The J-shaped gaiding tube was attached to the ventricular septum. The interventional surgeon then set a fixed anchor point and immediately began the puncture.
What were they trying to do? Domingo Paulo was stunned.
On the DSA guided screen, he could clearly see the huge left ventricle beating hard. The puncture needle had already passed through the ventricular septum and entered the left ventricular cavity.
Because of dilated cardiomyopathy, the patient's left ventricular cavity could be said to be huge.
'How childish,' Domingo Paulo thought to himself.
The surgeon seemed to want to use the puncture needle to penetrate the entire left ventricle. Domingo Paulo had no idea how to do it.
However, he judged that the probability of success was extremely low.

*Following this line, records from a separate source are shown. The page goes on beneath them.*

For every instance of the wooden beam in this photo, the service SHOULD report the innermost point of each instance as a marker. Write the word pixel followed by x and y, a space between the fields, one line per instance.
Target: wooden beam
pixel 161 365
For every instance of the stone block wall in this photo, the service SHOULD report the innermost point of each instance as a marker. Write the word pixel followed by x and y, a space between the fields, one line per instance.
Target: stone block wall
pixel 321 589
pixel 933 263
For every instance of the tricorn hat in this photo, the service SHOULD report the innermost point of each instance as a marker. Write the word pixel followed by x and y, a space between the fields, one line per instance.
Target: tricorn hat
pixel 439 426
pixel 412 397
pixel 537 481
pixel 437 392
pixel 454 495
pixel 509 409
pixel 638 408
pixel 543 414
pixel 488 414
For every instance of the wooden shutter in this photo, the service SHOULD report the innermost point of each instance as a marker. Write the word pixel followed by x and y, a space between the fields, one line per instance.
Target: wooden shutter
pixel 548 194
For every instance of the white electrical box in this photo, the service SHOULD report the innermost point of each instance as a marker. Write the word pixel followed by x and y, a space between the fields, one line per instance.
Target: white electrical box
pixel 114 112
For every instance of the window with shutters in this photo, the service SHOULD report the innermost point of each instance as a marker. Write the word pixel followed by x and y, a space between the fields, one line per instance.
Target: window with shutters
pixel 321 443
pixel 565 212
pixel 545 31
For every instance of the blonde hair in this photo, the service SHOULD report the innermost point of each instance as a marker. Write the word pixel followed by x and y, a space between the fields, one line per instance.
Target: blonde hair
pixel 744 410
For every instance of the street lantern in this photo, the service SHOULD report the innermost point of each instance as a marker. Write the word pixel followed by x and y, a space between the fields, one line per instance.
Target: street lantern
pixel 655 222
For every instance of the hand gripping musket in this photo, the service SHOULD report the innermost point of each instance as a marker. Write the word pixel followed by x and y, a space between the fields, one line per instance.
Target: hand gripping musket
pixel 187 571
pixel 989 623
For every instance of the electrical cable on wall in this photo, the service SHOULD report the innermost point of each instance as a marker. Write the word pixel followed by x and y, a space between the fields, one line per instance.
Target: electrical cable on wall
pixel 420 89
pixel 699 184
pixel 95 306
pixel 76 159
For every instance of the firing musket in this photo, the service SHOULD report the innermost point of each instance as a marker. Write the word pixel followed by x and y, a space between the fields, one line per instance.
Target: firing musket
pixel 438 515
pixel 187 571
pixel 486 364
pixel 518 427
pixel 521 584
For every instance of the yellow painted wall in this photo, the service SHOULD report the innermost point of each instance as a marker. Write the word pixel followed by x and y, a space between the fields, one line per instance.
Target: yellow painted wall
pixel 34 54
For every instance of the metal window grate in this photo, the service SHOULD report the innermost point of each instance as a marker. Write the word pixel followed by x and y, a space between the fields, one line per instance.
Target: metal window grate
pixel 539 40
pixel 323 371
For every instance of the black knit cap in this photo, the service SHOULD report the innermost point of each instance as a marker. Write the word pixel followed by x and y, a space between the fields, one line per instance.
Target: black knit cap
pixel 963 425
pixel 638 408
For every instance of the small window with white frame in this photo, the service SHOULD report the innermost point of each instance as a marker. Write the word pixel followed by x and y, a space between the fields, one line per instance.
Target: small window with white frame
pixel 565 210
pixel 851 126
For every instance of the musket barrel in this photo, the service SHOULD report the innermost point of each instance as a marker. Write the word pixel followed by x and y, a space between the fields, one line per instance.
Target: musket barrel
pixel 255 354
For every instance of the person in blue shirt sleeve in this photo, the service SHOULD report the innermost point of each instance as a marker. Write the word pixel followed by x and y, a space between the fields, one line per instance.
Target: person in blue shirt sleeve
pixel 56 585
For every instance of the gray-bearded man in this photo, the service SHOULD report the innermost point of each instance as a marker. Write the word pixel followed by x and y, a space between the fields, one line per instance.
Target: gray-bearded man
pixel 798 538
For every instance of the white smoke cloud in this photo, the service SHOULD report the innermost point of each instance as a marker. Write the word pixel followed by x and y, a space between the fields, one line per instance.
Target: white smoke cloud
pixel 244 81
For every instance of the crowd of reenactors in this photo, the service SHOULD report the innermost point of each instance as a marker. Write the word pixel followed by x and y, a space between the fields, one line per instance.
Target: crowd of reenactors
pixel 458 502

Because the puncture had to be done in a J-shaped tube, the puncture needle had a strong elasticity. It was not a straight, hard steel needle.
Although the patient had dilated cardiomyopathy and a reduced ejection fraction, the blood flow in the left ventricle was still extremely fast as the heart pulsed.
Under the impact of the high-speed blood flow, it was impossible for the tough puncture needle to maintain a straight line and reach the position the surgeon wanted.
Domingo Paulo really did not know what the surgeon was thinking!
Although he did not understand what the surgeon meant, from this step, at least the cardiopulmonary bypass had to be established and the heart stopped beating. Only then would the puncture be successful.
What the surgeon was doing was simply too childish!